I have a collection with 1 million documents. Each document has an ip field. I have a node function which can return me the country code by passing ip as its param. I was going to get all the records, run my node function, insert the returned country name back to the documents. and update them at once. however, mongodb has a limit on 16M data.
Before
{
_id: xxxxx,
ip: '207.97.227.239'
}
After
{
_id: xxxxx,
ip: '207.97.227.239',
country_abbr: 'US'
}
my question is how I can safely and quickly update these 1 million records.
I am assuming that you will set up the country_abbr
field depending upon the value of ip
. So i think you will need an update command that checks for ip
and sets the value for country_abbr
. This is how you should do it:
db.collection.update (
{ip : condition_for_ip},
{$set : {country_abbr : desired_value}},
{multi : true}
);
You will need to run this query multiple times to cover all the countries possible in your collection.
To check if there is some document left in your collection without any value for country_abbr
, you can run the following query:
db.collection.find({'country_abbr' : {$exists : false}});
If the above written find query returns any document, you can read the ip
and see which more countries you need to add.
Edit after clarification:
The returning documents is too large and crosses the 16MB limit in your case.
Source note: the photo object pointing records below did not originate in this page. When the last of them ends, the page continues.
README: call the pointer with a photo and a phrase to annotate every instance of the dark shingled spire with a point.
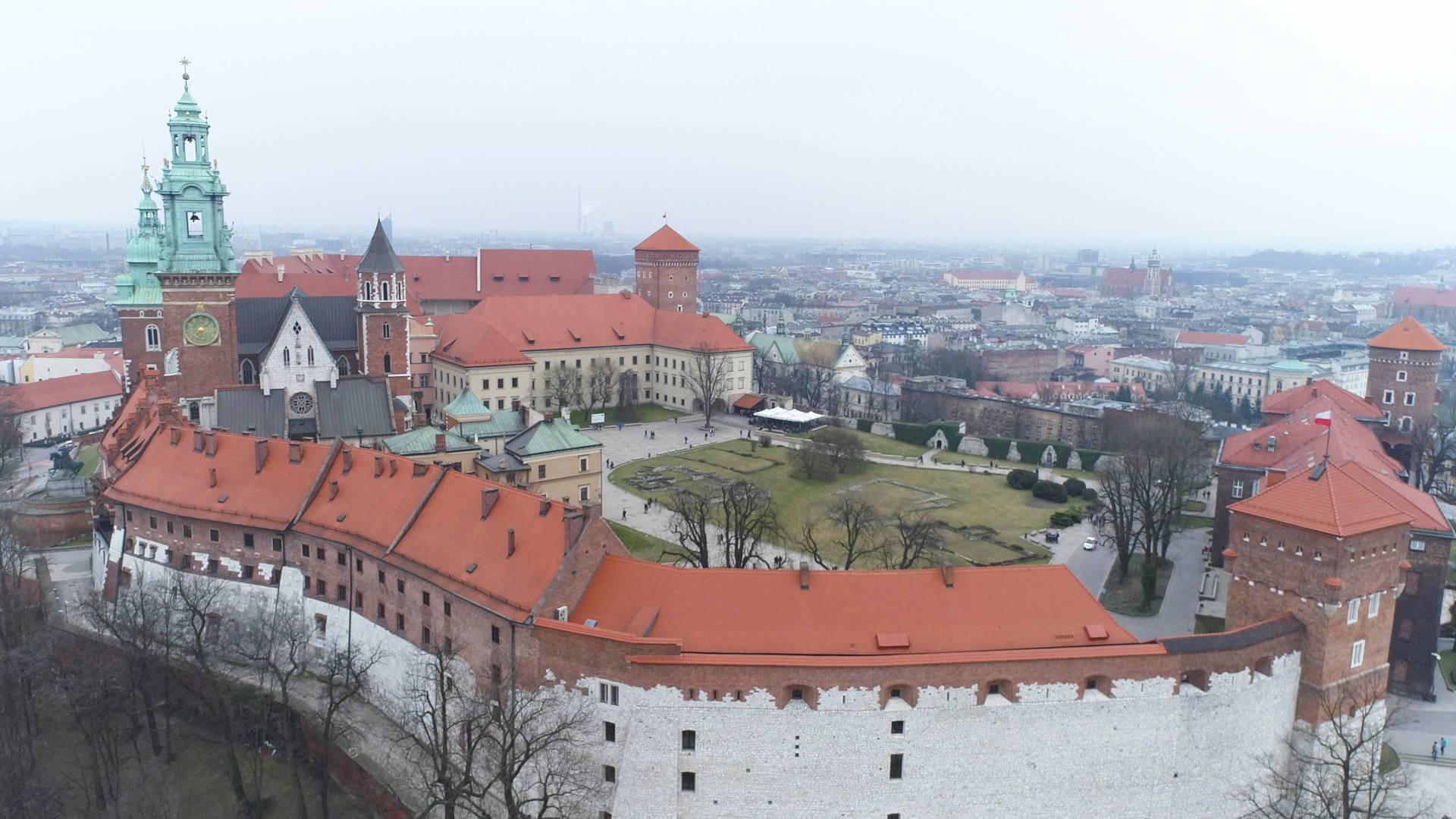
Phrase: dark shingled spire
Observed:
(381, 256)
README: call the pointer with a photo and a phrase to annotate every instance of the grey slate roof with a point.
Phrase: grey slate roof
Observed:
(259, 319)
(239, 410)
(381, 256)
(357, 403)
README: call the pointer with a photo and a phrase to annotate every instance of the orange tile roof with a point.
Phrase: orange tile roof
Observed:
(1299, 444)
(1407, 334)
(66, 390)
(431, 518)
(739, 611)
(582, 322)
(1294, 398)
(666, 240)
(1338, 503)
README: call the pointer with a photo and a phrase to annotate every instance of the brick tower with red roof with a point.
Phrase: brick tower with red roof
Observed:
(1329, 548)
(667, 271)
(383, 314)
(1404, 363)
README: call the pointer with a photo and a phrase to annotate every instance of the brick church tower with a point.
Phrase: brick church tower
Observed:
(383, 314)
(667, 271)
(1404, 363)
(196, 271)
(1327, 547)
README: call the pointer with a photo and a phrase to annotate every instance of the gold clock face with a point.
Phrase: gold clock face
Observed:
(200, 330)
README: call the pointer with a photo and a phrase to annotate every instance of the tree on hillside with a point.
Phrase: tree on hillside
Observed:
(708, 379)
(601, 382)
(842, 534)
(1334, 770)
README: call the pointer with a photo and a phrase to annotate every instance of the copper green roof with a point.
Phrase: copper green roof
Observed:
(422, 442)
(545, 438)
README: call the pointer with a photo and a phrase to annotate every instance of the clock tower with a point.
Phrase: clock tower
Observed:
(196, 265)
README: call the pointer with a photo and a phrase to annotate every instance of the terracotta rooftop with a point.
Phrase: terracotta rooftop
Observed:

So what you do is that you fetch only the ip
and store them all in a linked list. Then you iterate through the list and using the magical node
function that you have, you get the correct country_abbr
value. Lastly you issue a simple update to mongo the way written above.
To generalize my answer for everyone, instead of the function that the person who asked this question has, you can do a manual typing or whatever you want and supply the country_abbr
value for the update command above.